The team, at Aberdeen University found a genetic difference in the switch, probably inherited from early humans who smoked the drug in prehistoric times. The difference may also explain why some people could be more susceptible to conditions such as obesity.
The researchers, at the university’s Kosterlitz Centre for Therapeutics, studied genetic differences around a gene called ‘CNR1’, which produces what are known as cannabinoid receptors in the brain which control parts of the brain involved in memory, mood, appetite and pain.
Cannabinoid receptors activate these areas of the brain when they are triggered by naturally-occurring chemicals in the body known as endocannabinoids. Chemicals found in the cannabis and ‘skunk’ mimic the action of endocannabinoids. It is known that cannabis has pain-relieving and anti-inflammatory properties which can help treat diseases such as multiple sclerosis and arthritis.
However, developing drugs from cannabis to treat these conditions is hampered by the fact that such drugs will have psychoactive side effects - and smoked cannabis can cause addiction and psychosis in up to 12 per cent of users.

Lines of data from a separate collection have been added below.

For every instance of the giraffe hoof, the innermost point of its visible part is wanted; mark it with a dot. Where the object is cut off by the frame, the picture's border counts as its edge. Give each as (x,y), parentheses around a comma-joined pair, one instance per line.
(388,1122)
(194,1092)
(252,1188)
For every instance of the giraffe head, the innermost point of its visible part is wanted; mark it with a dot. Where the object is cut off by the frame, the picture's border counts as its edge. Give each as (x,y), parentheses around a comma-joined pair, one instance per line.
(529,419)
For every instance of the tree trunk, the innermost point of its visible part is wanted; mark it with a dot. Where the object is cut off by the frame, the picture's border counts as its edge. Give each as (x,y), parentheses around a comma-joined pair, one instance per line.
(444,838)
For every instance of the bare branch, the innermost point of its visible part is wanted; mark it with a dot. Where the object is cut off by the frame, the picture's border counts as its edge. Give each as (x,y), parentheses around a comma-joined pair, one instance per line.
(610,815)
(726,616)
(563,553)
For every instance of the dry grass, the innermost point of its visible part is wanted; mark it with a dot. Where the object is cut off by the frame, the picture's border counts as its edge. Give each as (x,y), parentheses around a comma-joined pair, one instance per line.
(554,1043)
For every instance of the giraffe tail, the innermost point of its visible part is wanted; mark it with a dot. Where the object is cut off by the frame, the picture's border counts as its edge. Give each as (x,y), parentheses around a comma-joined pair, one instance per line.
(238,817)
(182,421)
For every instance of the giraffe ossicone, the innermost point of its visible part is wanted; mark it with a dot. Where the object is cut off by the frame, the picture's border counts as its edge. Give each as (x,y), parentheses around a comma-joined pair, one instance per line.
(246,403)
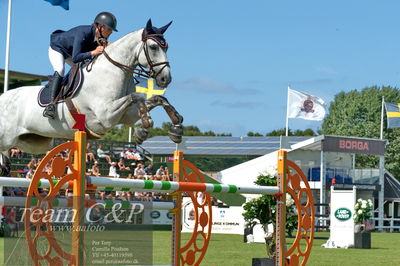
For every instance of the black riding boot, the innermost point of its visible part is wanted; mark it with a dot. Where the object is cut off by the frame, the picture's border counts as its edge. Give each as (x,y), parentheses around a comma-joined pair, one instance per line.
(55,86)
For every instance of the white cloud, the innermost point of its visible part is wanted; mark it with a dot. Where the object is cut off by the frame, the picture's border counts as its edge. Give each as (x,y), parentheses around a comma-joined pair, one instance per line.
(207,85)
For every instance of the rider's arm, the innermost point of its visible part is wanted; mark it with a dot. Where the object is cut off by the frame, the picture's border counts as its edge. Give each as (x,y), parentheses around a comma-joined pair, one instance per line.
(80,39)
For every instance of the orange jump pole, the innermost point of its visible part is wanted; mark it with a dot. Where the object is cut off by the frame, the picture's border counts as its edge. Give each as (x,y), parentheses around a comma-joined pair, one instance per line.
(177,218)
(79,198)
(281,209)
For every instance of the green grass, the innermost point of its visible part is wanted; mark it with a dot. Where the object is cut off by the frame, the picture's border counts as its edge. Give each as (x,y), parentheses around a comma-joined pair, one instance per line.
(230,250)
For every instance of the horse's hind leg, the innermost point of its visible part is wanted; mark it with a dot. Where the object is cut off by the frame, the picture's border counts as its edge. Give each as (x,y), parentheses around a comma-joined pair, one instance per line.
(141,133)
(5,164)
(176,131)
(143,111)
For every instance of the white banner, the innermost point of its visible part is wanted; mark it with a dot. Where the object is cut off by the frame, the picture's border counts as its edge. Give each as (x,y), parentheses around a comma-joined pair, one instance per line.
(157,216)
(225,220)
(305,106)
(342,223)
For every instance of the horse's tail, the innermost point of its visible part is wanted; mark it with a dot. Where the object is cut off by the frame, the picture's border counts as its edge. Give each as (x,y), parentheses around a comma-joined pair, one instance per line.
(5,165)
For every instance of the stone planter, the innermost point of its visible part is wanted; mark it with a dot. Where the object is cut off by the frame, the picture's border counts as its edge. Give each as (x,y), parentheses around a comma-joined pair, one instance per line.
(263,262)
(362,240)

Dr Alasdair MacKenzie, who led the research, said:
We looked at one specific genetic difference in CNR1 because we know it is linked to obesity and addiction. What we found was a mutation that caused a change in the genetic switch for the gene itself - a switch that is very ancient and has remained relatively unchanged in over three hundred million years of evolution, since before the time of the dinosaurs.
These genetic ‘switches’ regulate the gene itself, ensuring that it is turned on or off in the right place at the right time and in the right amount. It is normally thought that mutations cause disease by reducing the function of the gene, or the switch that controls it. In this case however, the mutation actually increased the activity of the switch in parts of the brain that control appetite and pain, and also, and most especially, in the part of the brain called the hippocampus, which is affected in psychosis.

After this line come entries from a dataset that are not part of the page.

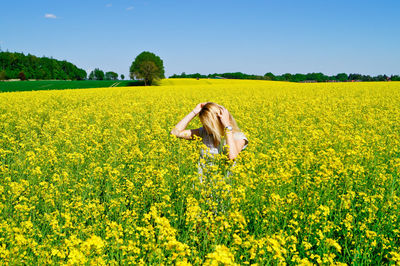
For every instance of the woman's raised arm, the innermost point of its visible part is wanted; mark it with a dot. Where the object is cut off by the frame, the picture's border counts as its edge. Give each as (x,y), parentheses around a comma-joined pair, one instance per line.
(180,129)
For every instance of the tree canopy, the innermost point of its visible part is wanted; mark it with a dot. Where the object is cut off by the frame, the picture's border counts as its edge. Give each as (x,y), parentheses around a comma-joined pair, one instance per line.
(310,77)
(148,67)
(20,66)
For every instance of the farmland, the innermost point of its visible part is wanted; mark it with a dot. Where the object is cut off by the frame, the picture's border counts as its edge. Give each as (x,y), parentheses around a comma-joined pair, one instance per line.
(94,176)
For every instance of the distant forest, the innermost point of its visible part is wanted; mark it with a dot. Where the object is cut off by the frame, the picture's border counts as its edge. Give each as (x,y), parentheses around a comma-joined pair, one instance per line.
(310,77)
(20,66)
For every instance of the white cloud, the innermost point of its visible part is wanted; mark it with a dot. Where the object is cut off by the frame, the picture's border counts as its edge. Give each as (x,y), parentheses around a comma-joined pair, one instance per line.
(50,16)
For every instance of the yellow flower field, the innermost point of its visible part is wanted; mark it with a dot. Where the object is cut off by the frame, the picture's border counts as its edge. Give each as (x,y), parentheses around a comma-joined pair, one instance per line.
(94,177)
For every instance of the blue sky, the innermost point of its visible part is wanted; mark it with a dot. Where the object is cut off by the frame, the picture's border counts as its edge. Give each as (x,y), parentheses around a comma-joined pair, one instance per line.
(255,37)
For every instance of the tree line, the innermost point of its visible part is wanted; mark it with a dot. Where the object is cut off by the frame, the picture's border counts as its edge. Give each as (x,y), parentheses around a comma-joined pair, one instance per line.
(19,66)
(98,74)
(310,77)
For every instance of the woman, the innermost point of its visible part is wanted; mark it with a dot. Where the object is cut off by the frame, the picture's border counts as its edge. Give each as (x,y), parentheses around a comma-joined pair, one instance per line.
(219,129)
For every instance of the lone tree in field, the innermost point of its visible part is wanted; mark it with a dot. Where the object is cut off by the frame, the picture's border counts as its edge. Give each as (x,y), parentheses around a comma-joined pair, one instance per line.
(148,67)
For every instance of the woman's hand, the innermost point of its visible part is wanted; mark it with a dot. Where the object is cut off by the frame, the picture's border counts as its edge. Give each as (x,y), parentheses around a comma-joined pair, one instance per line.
(198,107)
(224,117)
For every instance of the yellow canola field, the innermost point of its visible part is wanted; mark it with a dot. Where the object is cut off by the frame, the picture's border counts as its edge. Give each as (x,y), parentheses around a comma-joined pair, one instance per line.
(94,177)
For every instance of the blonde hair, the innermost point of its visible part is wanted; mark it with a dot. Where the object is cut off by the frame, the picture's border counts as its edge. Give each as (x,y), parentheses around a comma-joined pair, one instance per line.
(212,124)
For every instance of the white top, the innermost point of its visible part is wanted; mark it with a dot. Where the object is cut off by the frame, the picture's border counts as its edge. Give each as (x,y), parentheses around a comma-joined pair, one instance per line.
(208,141)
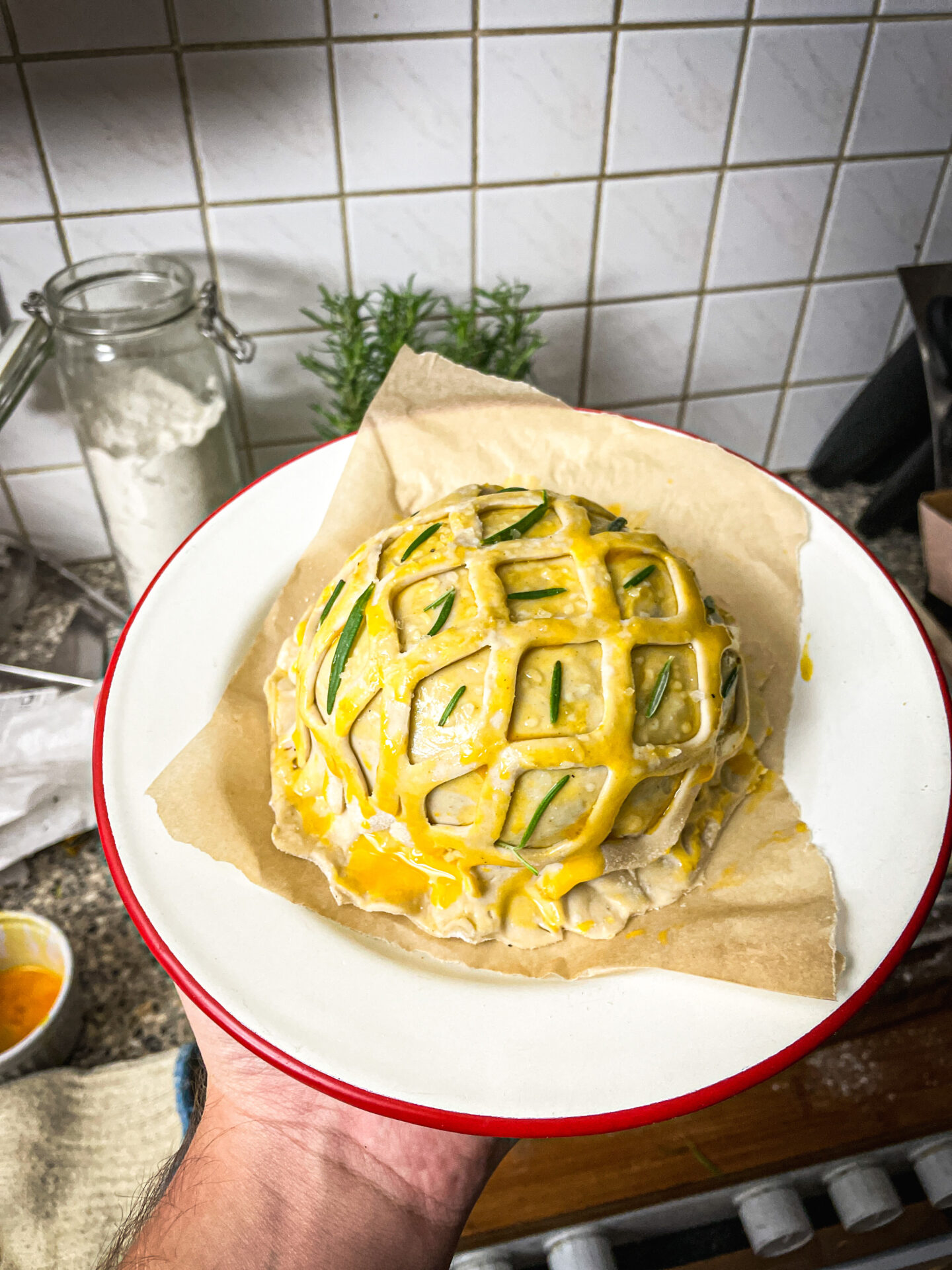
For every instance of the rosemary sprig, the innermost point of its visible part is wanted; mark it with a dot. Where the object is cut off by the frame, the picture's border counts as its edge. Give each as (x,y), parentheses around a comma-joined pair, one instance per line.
(518,857)
(555,693)
(659,690)
(361,335)
(344,644)
(446,601)
(451,705)
(729,683)
(524,526)
(541,810)
(420,539)
(637,578)
(536,595)
(535,820)
(332,601)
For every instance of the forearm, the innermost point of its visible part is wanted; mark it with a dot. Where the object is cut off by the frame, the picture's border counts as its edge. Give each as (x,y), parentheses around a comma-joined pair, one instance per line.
(298,1197)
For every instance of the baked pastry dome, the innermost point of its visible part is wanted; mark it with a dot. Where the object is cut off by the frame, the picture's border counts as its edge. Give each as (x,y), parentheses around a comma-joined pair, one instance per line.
(510,715)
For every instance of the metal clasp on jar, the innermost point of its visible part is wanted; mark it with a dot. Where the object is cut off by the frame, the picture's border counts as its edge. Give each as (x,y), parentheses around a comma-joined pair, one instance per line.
(215,325)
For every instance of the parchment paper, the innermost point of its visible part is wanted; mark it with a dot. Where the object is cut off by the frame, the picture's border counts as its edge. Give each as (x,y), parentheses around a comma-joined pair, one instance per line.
(766,912)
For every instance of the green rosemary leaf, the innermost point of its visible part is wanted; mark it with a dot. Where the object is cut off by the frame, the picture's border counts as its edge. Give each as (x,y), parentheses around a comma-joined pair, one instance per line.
(451,705)
(361,335)
(555,693)
(539,810)
(344,644)
(419,540)
(332,601)
(536,595)
(440,600)
(524,526)
(637,578)
(521,859)
(447,601)
(659,690)
(729,683)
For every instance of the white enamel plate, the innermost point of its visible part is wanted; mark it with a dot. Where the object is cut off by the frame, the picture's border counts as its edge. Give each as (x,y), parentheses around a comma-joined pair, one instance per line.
(867,759)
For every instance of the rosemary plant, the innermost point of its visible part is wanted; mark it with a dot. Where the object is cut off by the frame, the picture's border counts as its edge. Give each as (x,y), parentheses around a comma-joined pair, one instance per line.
(362,335)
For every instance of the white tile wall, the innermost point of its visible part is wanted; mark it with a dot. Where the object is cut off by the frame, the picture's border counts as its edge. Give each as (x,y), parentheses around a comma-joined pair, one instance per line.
(405,113)
(740,423)
(212,21)
(40,433)
(8,521)
(938,241)
(672,99)
(177,233)
(391,17)
(879,215)
(847,328)
(557,366)
(808,414)
(639,351)
(263,122)
(537,234)
(659,412)
(705,305)
(23,190)
(906,95)
(44,26)
(744,338)
(811,8)
(114,131)
(682,11)
(543,13)
(272,257)
(542,101)
(397,235)
(278,392)
(60,512)
(30,253)
(767,224)
(653,234)
(796,91)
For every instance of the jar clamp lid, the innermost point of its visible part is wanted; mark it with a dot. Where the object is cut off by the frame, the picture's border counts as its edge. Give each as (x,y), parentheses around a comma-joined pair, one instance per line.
(131,294)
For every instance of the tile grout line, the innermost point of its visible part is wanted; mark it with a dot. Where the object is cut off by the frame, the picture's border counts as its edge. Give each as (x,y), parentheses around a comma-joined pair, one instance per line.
(488,32)
(474,145)
(647,175)
(198,175)
(931,216)
(338,145)
(713,222)
(645,403)
(54,204)
(822,233)
(597,210)
(37,135)
(647,298)
(12,503)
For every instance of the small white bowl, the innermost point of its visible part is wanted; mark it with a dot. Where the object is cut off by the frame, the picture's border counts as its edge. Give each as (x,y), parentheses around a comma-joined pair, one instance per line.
(27,939)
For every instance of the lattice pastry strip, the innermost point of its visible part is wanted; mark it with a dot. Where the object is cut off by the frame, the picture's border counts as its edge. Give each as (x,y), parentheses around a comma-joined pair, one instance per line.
(499,716)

He added: We know that this overactive switch is relatively rare in Europeans, but is quite common in African populations. But we were all once African, so something must have decreased it in our early ancestors who left Africa and migrated through Central Asia towards Europe and the north. One possibility we are keen to explore is that once in Central Asia these early migrants came into contact with the cannabis plant, which we know was endemic across that area at that time.
It is possible that the side effects of taking cannabis were such that people with the mutation were not so effective in producing and raising children. Therefore, over the generations the numbers of people with the mutation decreased.
This work is at a very early stage however, and there are likely to be more exciting discoveries - not only on how these differences came about, but also about the role of this genetic switch in health and disease.
Co-researcher Dr Scott Davidson said: Further analysis of this mutation will help us to understand many of the side effects which are associated with cannabis use such as addiction and psychosis.
Professor Ruth Ross, head of the Kosterlitz Centre, an internationally recognised expert in cannabis pharmacology, said: Previously in drug research, attempts to detect the causes of adverse drug reactions have focused on the genes themselves.
Our study is one of the first to explore the possibility that changes in gene switches are involved in causing side effects to drugs. We believe this approach will be crucially important in the future development of more effective personalised medicine, with fewer side effects.
One question that is intriguing the research team is why this overactive genetic switch evolved in the first place.